Em Óbidos precisamente na lateral esquerda do campo de futebol do quartel do exército considerando-se quem sai do quartel, domingo por volta de 14 horas quando não havia jogo, era comum o torneio de papagaios que eram sustentados no ar por um constante vento que soprava na direção da serra da escama, e ali se exibiam os mais lindos papagaios, as melhores linhas com cerol (vidro picado bem fino de preferência de vidro de leite de magnésia que era azul e cola para tornar a linha cortante) enfim, era um torneio disputado em duplas e também tinham as torcidas organizadas dos fabricantes de papagaio.

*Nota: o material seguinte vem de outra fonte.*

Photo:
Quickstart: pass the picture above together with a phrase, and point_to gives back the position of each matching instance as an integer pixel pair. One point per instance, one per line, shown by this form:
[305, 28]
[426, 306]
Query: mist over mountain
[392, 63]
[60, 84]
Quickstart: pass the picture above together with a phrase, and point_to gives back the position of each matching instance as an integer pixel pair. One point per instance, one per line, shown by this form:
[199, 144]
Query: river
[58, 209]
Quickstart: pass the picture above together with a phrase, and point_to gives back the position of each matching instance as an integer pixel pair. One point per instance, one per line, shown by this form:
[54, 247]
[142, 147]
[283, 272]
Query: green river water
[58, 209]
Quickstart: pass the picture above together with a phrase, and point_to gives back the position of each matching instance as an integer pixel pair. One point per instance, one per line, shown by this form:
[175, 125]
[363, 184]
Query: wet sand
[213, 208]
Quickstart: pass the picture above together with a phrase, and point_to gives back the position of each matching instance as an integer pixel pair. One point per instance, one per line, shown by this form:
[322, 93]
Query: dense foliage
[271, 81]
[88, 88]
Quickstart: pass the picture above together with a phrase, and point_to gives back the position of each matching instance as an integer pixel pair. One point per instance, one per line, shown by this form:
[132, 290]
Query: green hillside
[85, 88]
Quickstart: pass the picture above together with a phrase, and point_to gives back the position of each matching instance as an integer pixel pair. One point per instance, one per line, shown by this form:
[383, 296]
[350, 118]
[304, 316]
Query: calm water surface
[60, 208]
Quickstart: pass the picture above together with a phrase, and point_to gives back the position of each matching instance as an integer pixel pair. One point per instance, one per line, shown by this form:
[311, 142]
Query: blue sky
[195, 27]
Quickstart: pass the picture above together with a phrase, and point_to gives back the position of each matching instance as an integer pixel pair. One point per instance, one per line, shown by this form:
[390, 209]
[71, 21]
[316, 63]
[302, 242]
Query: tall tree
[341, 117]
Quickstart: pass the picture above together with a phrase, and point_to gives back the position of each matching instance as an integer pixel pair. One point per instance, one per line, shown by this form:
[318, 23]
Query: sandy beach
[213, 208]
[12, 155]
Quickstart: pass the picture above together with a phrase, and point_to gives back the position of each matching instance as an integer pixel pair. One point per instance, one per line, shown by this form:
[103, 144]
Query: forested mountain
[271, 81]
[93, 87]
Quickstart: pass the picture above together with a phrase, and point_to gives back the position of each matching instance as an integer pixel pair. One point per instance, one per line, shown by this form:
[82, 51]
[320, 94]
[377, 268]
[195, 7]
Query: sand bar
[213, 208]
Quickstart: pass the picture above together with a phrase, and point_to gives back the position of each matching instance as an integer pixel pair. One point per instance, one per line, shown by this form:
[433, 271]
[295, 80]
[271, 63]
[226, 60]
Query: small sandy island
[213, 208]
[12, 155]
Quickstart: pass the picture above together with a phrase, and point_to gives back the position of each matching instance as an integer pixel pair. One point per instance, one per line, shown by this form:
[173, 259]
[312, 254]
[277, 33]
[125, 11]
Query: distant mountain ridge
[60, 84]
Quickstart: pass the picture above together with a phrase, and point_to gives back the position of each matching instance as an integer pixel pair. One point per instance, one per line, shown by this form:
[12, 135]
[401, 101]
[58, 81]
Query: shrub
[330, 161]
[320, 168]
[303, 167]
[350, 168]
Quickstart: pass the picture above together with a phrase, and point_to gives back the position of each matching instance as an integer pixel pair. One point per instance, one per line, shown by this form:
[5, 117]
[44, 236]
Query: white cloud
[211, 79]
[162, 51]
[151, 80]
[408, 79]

Quando um “empinador” de papagaio (eu empinava caba mesmo) cortava a linha que sustentava no ar o papagaio de seu adversário, ele e a sua torcida gritavam em uníssono “PÔÔÔÔLA” para comemorar o sucesso do “laço” ou “laçada”. Era um grito de vitória e reconhecimento da qualidade do papagaio, do cerol e da habilidade do empinador (soltador) de papagaio (pipa).
METER A FULHANCA
Finalmente a motivação maior destes escritos que, como já disse, está estritamente vinculada à porfia que se dava entre os moleques da minha infância e pré-adolescência, como também está vinculada à porfia que existia no mundo dos adultos e em especial a porfia entre as embarcações de Óbidos e as de Oriximiná, ou dentre as embarcações dessas mesmas cidades, sendo motivo de orgulho para o proprietário do barco quando este era reconhecido como mais veloz do que o outro ou mesmo, o mais veloz do pedaço.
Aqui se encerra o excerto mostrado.